MPC and AlphaZero

MPC and AlphaZero#

AlphaZero is a computer program developed by artificial intelligence research company DeepMind to master the games of chess, shogi and go.

It is built from three core pieces:

  • Value Function (Neural Network) to estimate the optimal cost-to-go for any given state.

  • Policy (Neural Network) to determine the action to take at a given state.

  • Monte Carlo Tree Search (MCTS) to simulate and search for the best plan.

../_images/50_alphazero_online_play.png

Fig. 16 Illustration of an on-line player such as the one used in AlphaGo, AlphaZero, and Tesauro’s backgammon program. At a given position, it generates a lookahead tree of multiple moves up to some depth, then runs the off-line obtained player for some more moves, and evaluates the effect of the remaining moves by using the position evaluator of the off-line player.#

In AlphaZero, the policy and value networks are trained off-line and an approximate version of the fundamental DP algorithm of policy iteration. A separate on-line player is used to select moves, based on multistep lookahead minimization and a terminal position evaluator that was trained using experience with the off-line player.

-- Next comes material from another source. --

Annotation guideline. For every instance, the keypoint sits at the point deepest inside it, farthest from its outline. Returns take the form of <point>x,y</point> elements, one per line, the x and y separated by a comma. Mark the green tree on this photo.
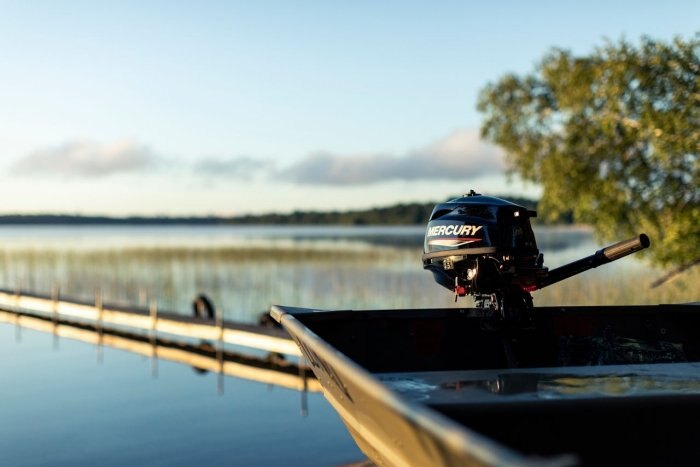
<point>613,136</point>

This approach performs better than using the off-line policy directly because of the long lookahead minimization, which corrects for the inevitable imperfections of the neural network-trained off-line player, and position evaluator/terminal cost approximation.

In model predictive control (MPC), there is no off-line training and we use the system’s model for the on-line rollout. The control interval is equivalent to the number of steps in lookahead minimization, while the prediction interval is equivalent to the total number of steps in lookahead minimization and truncated rollout.